From mboxrd@z Thu Jan  1 00:00:00 1970
From: Douglas Gilbert <dgilbert@interlog.com>
Subject: Re: T10 WCE interpretation in Linux & device level access
Date: Wed, 24 Apr 2013 11:40:12 -0400
Message-ID: <5177FCDC.6010304@interlog.com>
References: <5176E3E8.3000809@redhat.com>
Reply-To: dgilbert@interlog.com
Mime-Version: 1.0
Content-Type: text/plain; charset=ISO-8859-1; format=flowed
Content-Transfer-Encoding: 7bit
Return-path: <linux-scsi-owner@vger.kernel.org>
Received: from smtp.infotech.no ([82.134.31.41]:43703 "EHLO smtp.infotech.no"
	rhost-flags-OK-OK-OK-OK) by vger.kernel.org with ESMTP
	id S1752450Ab3DXPlZ (ORCPT <rfc822;linux-scsi@vger.kernel.org>);
	Wed, 24 Apr 2013 11:41:25 -0400
In-Reply-To: <5176E3E8.3000809@redhat.com>
Sender: linux-scsi-owner@vger.kernel.org
List-Id: linux-scsi@vger.kernel.org
To: Ric Wheeler <rwheeler@redhat.com>
Cc: "linux-scsi@vger.kernel.org" <linux-scsi@vger.kernel.org>, "Martin K. Petersen" <mkp@mkp.net>, James Bottomley <James.Bottomley@HansenPartnership.com>, Jeff Moyer <jmoyer@redhat.com>, Tejun Heo <tj@kernel.org>, Mike Snitzer <snitzer@redhat.com>

On 13-04-23 03:41 PM, Ric Wheeler wrote:
>
> For many years, we have used WCE as an indication that a device has a volatile
> write cache (not just a write cache) and used this as a trigger to send down
> SYNCHRONIZE_CACHE commands as needed.
>
> Some arrays with non-volatile cache seem to have WCE set and simply ignore the
> command.
>
> Some arrays with non-volatile cache seem to not set WCE.
>
> Others arrays with non-volatile cache - our problem arrays - set WCE and do
> something horrible and slow when sent the SYNCHRONIZE_CACHE commands.
>
> Note that for file systems, you can override this behavior by mounting with our
> barriers disabled (mount -o nobarrier .....).

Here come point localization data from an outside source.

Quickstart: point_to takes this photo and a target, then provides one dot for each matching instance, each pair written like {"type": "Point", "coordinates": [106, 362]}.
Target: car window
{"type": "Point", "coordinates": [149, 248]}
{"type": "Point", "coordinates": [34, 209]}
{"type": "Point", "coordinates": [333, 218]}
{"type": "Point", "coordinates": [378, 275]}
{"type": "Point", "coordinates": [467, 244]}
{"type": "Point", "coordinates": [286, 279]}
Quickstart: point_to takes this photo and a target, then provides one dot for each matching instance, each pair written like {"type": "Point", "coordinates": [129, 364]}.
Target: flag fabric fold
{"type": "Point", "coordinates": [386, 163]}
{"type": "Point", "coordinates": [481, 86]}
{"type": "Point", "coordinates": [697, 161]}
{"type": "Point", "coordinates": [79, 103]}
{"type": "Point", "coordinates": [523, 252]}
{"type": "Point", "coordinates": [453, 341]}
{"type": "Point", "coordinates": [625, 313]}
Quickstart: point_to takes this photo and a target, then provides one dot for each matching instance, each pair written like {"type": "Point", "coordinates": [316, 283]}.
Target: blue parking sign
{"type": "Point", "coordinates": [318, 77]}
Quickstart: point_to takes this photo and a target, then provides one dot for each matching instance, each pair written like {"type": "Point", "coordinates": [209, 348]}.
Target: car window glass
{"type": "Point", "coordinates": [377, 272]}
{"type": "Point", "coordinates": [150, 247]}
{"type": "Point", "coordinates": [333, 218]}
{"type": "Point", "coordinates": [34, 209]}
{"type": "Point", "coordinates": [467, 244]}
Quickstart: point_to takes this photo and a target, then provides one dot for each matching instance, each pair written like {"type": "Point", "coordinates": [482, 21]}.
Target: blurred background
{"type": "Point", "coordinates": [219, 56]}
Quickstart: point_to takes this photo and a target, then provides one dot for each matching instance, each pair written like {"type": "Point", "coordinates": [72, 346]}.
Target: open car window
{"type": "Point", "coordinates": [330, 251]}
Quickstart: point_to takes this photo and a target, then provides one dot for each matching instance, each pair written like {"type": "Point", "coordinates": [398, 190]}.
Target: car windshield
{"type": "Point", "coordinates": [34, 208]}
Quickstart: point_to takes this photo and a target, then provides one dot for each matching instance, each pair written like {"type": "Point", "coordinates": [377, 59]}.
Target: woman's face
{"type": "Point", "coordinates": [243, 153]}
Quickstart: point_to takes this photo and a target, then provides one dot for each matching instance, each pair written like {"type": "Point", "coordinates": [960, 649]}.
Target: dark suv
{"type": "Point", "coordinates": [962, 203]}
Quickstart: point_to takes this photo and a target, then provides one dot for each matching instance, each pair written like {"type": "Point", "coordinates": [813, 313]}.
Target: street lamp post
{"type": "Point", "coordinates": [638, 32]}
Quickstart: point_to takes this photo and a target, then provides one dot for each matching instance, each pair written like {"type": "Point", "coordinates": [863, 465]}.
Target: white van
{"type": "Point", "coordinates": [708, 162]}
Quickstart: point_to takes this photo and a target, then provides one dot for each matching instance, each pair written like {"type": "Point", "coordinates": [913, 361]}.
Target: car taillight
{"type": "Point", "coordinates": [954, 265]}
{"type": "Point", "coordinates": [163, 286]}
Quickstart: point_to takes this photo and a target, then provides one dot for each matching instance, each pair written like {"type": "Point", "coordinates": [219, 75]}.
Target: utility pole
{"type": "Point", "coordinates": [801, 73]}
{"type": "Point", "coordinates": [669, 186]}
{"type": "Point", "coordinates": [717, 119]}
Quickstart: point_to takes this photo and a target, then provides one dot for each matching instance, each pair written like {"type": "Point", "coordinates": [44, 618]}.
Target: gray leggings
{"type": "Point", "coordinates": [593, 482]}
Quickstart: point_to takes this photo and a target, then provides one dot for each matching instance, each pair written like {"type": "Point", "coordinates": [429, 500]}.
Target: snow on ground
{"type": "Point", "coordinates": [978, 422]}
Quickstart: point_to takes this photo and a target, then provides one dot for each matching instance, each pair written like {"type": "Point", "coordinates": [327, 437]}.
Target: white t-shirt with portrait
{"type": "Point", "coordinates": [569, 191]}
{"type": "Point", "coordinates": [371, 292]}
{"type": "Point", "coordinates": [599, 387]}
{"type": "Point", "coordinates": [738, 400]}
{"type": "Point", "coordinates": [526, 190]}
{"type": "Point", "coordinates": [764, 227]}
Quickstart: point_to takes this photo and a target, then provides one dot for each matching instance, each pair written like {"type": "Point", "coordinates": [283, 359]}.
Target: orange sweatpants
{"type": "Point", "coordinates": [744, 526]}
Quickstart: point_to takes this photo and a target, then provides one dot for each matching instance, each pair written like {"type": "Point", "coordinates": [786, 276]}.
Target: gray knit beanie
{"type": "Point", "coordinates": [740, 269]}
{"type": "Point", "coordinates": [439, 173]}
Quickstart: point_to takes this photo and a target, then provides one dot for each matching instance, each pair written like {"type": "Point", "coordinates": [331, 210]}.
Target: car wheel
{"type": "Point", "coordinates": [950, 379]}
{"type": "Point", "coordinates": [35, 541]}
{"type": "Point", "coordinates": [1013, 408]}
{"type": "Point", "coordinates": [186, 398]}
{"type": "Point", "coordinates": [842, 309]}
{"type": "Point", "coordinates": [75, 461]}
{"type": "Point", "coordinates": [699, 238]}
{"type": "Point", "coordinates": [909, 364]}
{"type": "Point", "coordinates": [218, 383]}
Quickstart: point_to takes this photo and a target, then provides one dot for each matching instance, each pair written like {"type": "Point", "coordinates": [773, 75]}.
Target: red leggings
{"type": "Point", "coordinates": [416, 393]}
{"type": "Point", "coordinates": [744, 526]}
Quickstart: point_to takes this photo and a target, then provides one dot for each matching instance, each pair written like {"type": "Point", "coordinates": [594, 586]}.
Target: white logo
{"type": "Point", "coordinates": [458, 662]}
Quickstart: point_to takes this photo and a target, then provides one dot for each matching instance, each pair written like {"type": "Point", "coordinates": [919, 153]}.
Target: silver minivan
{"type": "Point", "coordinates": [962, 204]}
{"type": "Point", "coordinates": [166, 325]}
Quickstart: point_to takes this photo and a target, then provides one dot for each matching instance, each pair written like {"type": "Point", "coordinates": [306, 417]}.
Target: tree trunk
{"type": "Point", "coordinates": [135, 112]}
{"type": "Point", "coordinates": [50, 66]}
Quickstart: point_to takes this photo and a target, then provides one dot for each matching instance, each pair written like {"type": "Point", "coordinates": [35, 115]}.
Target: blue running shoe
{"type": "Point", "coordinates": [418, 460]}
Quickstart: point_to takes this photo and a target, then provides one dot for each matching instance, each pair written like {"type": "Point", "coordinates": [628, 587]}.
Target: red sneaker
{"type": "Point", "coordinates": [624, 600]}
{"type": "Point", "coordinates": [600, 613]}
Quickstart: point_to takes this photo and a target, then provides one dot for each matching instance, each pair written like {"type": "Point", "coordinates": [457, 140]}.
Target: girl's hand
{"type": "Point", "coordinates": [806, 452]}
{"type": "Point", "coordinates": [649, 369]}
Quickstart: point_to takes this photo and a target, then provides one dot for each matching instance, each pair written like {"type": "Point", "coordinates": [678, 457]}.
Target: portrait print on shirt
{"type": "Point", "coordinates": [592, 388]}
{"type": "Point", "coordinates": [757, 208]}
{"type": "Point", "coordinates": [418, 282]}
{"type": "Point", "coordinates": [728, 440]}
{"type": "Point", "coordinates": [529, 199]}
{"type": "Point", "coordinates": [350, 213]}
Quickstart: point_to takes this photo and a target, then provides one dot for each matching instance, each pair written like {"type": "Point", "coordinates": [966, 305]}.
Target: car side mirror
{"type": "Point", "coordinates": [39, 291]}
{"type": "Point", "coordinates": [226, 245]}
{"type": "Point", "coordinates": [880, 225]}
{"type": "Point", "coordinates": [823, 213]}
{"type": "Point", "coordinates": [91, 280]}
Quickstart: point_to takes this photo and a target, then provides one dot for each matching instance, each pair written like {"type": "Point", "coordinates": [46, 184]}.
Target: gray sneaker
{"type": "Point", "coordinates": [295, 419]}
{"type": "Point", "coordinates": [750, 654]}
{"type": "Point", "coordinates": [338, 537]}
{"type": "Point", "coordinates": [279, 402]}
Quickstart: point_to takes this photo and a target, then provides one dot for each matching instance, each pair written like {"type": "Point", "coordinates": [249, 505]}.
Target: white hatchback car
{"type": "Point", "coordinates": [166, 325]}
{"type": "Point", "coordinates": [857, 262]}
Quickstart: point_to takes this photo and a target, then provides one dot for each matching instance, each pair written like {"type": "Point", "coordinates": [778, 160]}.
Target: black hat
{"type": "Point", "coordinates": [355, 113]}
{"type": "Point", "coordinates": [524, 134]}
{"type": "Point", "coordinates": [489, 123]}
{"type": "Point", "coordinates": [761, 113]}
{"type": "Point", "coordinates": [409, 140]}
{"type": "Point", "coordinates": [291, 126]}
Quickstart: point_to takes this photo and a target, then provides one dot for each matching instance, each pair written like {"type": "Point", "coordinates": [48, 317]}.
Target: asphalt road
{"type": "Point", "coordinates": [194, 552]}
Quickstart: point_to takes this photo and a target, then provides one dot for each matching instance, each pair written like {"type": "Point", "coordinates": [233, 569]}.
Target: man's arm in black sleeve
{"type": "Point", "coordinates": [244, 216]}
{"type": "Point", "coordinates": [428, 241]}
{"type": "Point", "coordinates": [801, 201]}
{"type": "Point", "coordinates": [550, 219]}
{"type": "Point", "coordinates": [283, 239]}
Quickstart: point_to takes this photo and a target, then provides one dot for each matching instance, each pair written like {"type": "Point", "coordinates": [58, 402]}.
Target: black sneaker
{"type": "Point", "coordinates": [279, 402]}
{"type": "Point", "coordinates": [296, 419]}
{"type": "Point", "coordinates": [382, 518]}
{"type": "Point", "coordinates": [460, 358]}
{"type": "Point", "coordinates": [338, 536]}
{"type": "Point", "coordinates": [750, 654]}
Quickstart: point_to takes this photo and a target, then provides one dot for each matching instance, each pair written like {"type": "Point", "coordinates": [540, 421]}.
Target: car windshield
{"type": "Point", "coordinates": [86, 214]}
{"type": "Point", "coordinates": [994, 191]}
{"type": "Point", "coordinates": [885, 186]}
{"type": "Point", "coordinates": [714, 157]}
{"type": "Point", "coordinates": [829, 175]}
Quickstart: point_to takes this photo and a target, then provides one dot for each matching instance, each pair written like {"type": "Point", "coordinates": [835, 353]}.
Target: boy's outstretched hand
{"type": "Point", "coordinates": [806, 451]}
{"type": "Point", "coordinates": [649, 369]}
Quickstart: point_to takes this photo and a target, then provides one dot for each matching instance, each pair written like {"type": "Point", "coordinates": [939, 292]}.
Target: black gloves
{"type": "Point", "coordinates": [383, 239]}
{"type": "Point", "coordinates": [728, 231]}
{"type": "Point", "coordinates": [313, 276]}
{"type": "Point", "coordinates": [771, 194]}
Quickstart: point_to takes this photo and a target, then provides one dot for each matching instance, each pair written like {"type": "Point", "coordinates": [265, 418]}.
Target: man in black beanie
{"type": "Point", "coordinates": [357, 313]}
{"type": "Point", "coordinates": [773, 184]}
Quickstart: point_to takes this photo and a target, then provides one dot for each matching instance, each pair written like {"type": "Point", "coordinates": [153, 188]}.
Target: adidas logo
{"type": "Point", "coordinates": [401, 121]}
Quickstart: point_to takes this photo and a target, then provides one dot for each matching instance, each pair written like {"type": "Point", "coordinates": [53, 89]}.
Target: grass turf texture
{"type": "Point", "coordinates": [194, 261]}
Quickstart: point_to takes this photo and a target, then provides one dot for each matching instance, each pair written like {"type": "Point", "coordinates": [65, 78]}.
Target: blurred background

There is currently no way do
> disable this for anything using the device directly, not through the file system.
>
> Some applications run against block devices - not through a file system - and
> want not to slow to a crawl when they have an array in my problem set.
>
> Giving them a hook to ignore WCE seems to be a hack, but one that would resolve
> issues with users who won't want to wait months (years?) for us to convince the
> array vendors.
>
> Is this a hook worth doing?
>
> Have we hashed this out in the T10 committee?

Naturally I'm biased, but I tend to think the user space
is usually smarter than the kernel. That assumes skilled
users.

So if the user space issues a SYNCHRONIZE_CACHE with the
IMMED bit set and for the whole disk then the user should
have a way of forcing that command to be issued. The
assumption here is that the skilled user is about to power
down that array or pull some disks or SSDs *.

The more questionable cases are when a file system or the
block layer is issuing a barrier or some such that
translates to a SYNCHRONIZE_CACHE. That should be ignored
in some cases already discussed in this thread.


While working with SoCs I have noticed an interesting
technique. Sub-system sized sections of the memory mapped
IO space (e.g. a bank of GPIOs) can be write protected by
a simple ASCII sequence **. Attempts to change configuration
registers after write protect are ignored and an error
is noted (if anyone cares). The same ACSII sequence can be
used to un-write protect those sub-system configuration
registers. Typically on a SoC if the GPIOs are randomly
re-configured, it's game over.

Back to the SCSI world: a better solution might be if an
LLD could be informed of the reason a SCSI control command
is being issued (a sort of "come from" field). Failing, or
it addition to that, a sysfs interface could be added to
filter out "dangerous" SCSI commands:
   echo "SC" > /sys/class/scsi_device/8:0:0:0/device/filter

   cat /sys/class/scsi_device/8:0:0:0/device/filter
FU SC

If, for whatever reason, we did ignore a SYNCHRONIZE_CACHE
command we could use vendor specific sense data (vendor=Linux)
to indicate that a command had been ignored. That could be
extended to all SCSI commands that are filtered out ***;
better that than EIO, EACCES etc.

Doug Gilbert

*   and if Linux doesn't permit this, then user might be
     advised to run another, more obedient, host OS with
     Linux running as a VM. A "pass-by" rather than a
     "pass-through" ...

**  only the configuration registers are write protected, so
     data can still be written to the GPIOs

*** like me, many pass-through users cannot see why SCSI
     commands injected to the SCSI subsystem (e.g. via
     sg or bsg) are filtered out silently by the block layer.